Di Nucci si muove con libera coscienza e con sbrigliata consapevolezza di storico. Senza pagare l’abituale, avvilente debito alle retoriche decrepite dell’antifascismo professionale, lo studioso afferma con chiarezza che il progetto fascista ebbe la dimensione di una rivoluzione dello Stato, della burocrazia, delle categorie politiche, della partecipazione sociale, e infine persino dei caratteri antropologici del popolo italiano: lo Stato fascista era «un edificio totalitario in costruzione, in cui si sperimentarono nuovi assetti istituzionali, nuove forme di organizzazione della società e nuove tecniche di mobilitazione politica». Un insieme di realizzazioni che «dimostrano come la pedagogia rivoluzionaria e totalitaria del fascismo incominciasse a dare i suoi frutti». L’autore si concentra su alcuni aspetti del decisionismo fascista, individuando nell’ingegneria istituzionale un fulcro di innovazione. La creazione della figura del podestà, in particolare, generalmente poco studiata, si presenta come l’esempio di una volontà politica in netta controtendenza rispetto alle pratiche elettoralistiche del liberalismo. Per evitare la corruzione e i frazionismi legati al metodo elettorale, per impedire il crearsi delle lobby di potere privato tipiche del liberalismo, il Fascismo – che aveva in mente l’antico concetto romano di potestas – pensò di affidare il comando politico locale al podestà, ufficio non retribuito, un ruolo sganciato dalle tradizionali camarille territoriali e invece in rapporto diretto col centro politico, al fine di realizzare quell’omogeneità istituzionale mai avutasi in Italia.

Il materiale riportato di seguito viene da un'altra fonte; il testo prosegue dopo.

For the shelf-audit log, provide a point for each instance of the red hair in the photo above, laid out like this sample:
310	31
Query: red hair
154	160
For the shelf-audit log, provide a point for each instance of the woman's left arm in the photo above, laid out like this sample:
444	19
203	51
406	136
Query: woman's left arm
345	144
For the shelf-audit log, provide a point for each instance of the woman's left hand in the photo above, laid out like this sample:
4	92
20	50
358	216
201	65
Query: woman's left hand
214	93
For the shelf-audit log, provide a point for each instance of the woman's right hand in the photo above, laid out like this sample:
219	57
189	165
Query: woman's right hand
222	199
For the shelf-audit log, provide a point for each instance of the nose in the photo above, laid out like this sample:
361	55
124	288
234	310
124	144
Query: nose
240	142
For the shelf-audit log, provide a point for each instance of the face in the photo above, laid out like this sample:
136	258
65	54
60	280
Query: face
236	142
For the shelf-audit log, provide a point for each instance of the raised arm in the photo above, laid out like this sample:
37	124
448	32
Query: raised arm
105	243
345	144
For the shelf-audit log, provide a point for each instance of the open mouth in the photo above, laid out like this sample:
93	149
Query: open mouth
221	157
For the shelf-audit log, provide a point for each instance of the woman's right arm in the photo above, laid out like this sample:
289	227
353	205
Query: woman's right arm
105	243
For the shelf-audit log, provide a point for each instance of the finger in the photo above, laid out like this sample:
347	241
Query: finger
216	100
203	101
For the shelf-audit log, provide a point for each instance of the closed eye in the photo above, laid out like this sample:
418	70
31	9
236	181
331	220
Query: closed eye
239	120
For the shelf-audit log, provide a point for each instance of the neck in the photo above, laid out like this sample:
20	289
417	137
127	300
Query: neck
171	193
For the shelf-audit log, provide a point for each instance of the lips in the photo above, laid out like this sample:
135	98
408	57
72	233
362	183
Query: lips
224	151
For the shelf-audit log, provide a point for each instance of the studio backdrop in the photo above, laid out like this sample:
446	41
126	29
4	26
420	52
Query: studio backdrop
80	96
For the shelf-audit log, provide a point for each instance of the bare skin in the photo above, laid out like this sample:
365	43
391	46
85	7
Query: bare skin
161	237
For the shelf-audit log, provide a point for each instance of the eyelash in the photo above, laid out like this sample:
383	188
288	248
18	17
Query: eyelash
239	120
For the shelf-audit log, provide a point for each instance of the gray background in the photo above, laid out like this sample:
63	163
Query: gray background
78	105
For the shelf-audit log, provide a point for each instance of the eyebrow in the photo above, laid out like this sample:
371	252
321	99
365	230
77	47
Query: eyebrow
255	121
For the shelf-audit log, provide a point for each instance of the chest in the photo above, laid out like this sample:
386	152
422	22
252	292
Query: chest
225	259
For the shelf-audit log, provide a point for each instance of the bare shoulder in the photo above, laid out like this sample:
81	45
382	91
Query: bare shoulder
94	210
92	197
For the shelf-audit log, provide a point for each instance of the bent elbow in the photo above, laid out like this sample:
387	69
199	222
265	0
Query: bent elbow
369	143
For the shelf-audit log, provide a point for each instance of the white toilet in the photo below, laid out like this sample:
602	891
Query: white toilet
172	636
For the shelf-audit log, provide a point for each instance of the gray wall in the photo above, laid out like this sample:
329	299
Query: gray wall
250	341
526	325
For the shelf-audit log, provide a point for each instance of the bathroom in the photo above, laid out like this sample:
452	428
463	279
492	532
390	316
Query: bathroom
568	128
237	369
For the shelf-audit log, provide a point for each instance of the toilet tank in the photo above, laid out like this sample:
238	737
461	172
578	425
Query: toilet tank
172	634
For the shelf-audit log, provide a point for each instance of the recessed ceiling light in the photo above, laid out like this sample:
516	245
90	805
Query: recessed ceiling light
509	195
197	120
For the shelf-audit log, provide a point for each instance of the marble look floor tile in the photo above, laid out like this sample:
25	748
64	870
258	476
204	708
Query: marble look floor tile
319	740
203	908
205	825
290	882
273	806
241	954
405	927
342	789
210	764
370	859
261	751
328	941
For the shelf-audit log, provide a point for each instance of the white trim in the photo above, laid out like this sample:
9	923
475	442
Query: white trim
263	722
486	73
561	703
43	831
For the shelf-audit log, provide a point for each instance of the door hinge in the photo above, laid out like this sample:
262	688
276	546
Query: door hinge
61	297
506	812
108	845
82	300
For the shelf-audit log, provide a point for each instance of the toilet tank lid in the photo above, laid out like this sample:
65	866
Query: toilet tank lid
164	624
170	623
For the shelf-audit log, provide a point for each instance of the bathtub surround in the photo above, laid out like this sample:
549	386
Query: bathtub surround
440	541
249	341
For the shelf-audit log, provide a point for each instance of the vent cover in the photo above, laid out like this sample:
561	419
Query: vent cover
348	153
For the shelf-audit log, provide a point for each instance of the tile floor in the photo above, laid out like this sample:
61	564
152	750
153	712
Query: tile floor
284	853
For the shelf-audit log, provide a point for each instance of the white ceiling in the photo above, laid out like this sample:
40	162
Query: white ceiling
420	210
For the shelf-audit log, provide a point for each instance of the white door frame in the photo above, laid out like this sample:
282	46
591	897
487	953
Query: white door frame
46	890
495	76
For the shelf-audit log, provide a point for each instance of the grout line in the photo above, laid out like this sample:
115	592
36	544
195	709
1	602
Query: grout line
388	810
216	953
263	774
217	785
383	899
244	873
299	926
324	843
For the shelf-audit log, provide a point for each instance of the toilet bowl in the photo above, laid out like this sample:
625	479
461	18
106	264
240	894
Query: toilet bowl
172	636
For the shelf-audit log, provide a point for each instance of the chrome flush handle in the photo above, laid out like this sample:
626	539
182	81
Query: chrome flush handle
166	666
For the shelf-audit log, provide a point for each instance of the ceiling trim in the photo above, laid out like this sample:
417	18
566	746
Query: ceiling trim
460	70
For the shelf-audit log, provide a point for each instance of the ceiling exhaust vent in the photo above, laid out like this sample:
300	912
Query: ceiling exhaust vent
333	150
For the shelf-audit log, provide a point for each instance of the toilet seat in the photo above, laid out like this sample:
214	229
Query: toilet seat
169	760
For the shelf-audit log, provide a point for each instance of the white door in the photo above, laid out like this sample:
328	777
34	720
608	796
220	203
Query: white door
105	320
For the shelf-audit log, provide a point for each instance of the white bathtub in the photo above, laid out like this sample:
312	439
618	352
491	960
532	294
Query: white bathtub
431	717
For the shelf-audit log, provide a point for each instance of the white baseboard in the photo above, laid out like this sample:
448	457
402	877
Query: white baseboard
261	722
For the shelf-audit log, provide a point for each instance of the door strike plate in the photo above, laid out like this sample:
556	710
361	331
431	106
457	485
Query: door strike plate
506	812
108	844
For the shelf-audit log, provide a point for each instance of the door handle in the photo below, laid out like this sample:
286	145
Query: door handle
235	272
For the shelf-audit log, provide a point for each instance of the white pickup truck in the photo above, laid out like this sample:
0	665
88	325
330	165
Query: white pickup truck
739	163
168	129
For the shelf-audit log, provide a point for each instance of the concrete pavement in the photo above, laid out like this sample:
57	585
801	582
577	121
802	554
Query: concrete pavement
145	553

Si trattava, come scrive Di Nucci, di «mettere in pratica una nuova concezione della rappresentanza, basata non più sull’idea del mandato del popolo sovrano, ma sul principio della designazione di capacità». La competenza, dunque, e non la demagogia, come sistema per far funzionare lo Stato in periferia. Il potere nella pienezza dei suoi mezzi, senza la retorica ingannevole del “popolo sovrano”. L’assunzione di responsabilità, e non l’intrigo clientelare. La ripresa di un antico istituto medievale come quello del podestà – instaurato con una legge del 1925 -, responsabile verso l’alto e verso il basso, rappresentava la messa in valore della qualità politica: al contrario del sindaco che esce da una votazione “democratica”, e rimane eternamente prigioniero dei gruppi di potere che lo hanno sostenuto, il podestà si presentava come una figura libera da condizionamenti, in grado di guardare al bene generale e non solo a quello della propria parte politica: «un pubblico ufficiale superiore alle passioni di parte», giudicato unicamente in base alla sua efficienza e ai risultati ottenuti.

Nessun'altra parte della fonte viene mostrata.